Anyway, refer to @Skier23 's suggestion There's must something wrong with the view. I updated the contents of the filter through the interface provided by the web, api. Then solved the problem of view 98 being inaccessible and the database lockup he was causing.


import requests

# 配置API URL和请求头
api_url = "http://your-label-project:8080/api/dm/views/98/"
headers = {
    "Authorization": "Token d5c13639bc280904ceccc317a2xxxxxxxxxxxxxxxxx",  # 确保这里的格式为 'Token <your_token>'
    "Content-Type": "application/json"
}
data = {
    "project": 9,  # 替换为您的项目ID
    "data": {
        "title": "Default",
        "type": "list",
        "target": "tasks",
        "hiddenColumns": {
            "explore": [
                "tasks:annotations_ids",
                "tasks:predictions_score",
                "tasks:predictions_model_versions",
                "tasks:predictions_results",
                "tasks:file_upload",
                "tasks:storage_filename",
                "tasks:created_at",
                "tasks:updated_at",
                "tasks:updated_by",
                "tasks:avg_lead_time",
                "tasks:draft_exists"
            ],
            "labeling": [
                "tasks:cancelled_annotations",
                "tasks:total_predictions",
                "tasks:annotations_ids",
                "tasks:predictions_score",
                "tasks:predictions_model_versions",
                "tasks:predictions_results",
                "tasks:file_upload",
                "tasks:storage_filename",
                "tasks:created_at",
                "tasks:updated_at",
                "tasks:updated_by",
                "tasks:avg_lead_time",
                "tasks:completed_at",
                "tasks:annotators",
                "tasks:annotations_results",
                "tasks:draft_exists",
                "tasks:total_annotations"
            ]
        },
        "columnsWidth": {},
        "columnsDisplayType": {},
        "gridWidth": 4,
        "semantic_search": [],
        "filters": {
            "conjunction": "and",
            "items": [
                {
                    "filter": "filter:tasks:inner_id",
                    "operator": "less_or_equal",
                    "type": "Number",
                    "value": 3500
                }
            ]
        },
        "ordering": [
            "tasks:total_annotations"
        ]
    },
    "user": 1,  # 替换为用户ID
    "project": 9  # 替换为项目ID
}

# 执行API请求
response = requests.put(api_url, headers=headers, json=data)

# 输出响应结果
if response.status_code == 200:
    print("视图更新成功")
    print(response.json())  # 打印更新后的视图数据
else:
    print(f"视图更新失败: {response.status_code} - {response.text}")

image

SethFalco commented 3 months ago

I just encountered this issue, here's a simpler workaround to save your workspace if you can't access the Data Manager.

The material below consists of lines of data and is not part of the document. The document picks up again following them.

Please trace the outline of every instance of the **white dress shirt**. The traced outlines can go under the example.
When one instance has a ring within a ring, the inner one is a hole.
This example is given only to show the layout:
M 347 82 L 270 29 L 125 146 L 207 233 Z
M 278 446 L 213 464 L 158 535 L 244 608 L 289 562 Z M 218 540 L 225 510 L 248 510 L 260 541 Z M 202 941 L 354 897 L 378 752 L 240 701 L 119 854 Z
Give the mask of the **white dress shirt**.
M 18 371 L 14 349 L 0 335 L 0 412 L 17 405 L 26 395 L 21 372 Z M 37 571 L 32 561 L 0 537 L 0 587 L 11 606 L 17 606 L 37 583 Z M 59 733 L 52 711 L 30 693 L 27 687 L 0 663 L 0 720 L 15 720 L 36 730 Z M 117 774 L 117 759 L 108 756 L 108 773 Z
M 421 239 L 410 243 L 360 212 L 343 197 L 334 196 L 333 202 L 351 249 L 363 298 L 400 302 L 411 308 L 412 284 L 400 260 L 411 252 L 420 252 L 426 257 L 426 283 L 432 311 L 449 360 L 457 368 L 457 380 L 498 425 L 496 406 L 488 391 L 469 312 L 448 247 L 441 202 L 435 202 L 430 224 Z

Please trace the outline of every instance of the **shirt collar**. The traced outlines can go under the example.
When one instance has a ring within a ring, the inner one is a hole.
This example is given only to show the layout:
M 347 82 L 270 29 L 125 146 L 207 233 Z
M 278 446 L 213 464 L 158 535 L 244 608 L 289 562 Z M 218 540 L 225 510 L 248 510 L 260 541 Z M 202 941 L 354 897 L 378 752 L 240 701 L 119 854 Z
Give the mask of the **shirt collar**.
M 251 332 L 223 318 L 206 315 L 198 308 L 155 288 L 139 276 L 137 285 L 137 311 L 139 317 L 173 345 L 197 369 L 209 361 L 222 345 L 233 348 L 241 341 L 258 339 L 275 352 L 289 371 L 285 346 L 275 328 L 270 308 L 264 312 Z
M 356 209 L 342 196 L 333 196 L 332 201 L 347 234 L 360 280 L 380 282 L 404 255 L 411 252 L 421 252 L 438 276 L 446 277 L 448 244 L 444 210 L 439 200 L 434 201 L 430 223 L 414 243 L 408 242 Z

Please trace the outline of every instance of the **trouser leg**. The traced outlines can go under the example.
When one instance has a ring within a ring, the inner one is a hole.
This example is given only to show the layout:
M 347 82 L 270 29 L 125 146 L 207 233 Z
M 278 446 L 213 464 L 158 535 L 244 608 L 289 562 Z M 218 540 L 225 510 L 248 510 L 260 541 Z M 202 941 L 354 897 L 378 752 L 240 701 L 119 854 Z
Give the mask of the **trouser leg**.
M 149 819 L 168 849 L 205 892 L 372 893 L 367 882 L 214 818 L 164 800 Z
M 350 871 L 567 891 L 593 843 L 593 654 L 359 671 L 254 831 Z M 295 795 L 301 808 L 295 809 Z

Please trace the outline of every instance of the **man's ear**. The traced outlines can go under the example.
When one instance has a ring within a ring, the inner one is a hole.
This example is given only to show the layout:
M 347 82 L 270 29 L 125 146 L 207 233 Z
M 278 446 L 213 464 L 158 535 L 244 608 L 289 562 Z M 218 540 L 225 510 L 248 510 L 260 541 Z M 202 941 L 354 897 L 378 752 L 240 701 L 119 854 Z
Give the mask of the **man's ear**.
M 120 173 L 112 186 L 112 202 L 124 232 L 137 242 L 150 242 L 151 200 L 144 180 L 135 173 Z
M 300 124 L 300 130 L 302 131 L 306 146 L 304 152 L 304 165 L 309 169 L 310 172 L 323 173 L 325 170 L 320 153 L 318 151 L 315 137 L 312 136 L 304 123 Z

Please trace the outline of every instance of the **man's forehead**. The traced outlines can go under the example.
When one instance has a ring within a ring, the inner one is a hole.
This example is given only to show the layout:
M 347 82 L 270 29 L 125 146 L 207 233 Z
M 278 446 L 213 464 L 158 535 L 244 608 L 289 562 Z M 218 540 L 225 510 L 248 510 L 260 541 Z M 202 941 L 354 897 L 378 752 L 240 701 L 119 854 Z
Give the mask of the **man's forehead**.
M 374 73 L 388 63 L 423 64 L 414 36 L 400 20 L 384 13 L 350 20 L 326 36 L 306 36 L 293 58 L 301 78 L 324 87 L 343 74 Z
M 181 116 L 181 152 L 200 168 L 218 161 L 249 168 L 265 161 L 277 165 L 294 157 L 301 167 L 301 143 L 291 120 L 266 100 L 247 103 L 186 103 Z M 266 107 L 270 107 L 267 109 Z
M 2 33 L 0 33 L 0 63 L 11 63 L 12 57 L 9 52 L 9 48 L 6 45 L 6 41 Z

  1. Navigate to /projects/{PROJECT_ID}/settings/danger-zone in your browser
  2. Restart Label Studio on your server
  3. Refresh the page in your browser
  4. Press Drop All Tabs in Label Studio

So long as you don't actually go into the Data Manager, the database shouldn't lock. So just be sure to head to Danger Zone right away after restarting by already being on the page.

lllabmaster commented 2 weeks ago

replace the default sqlite databse with postgresql database. i encounter similar promblem and this fix the issue. the default sqlite database is running on single-thread mode and the performance is poor.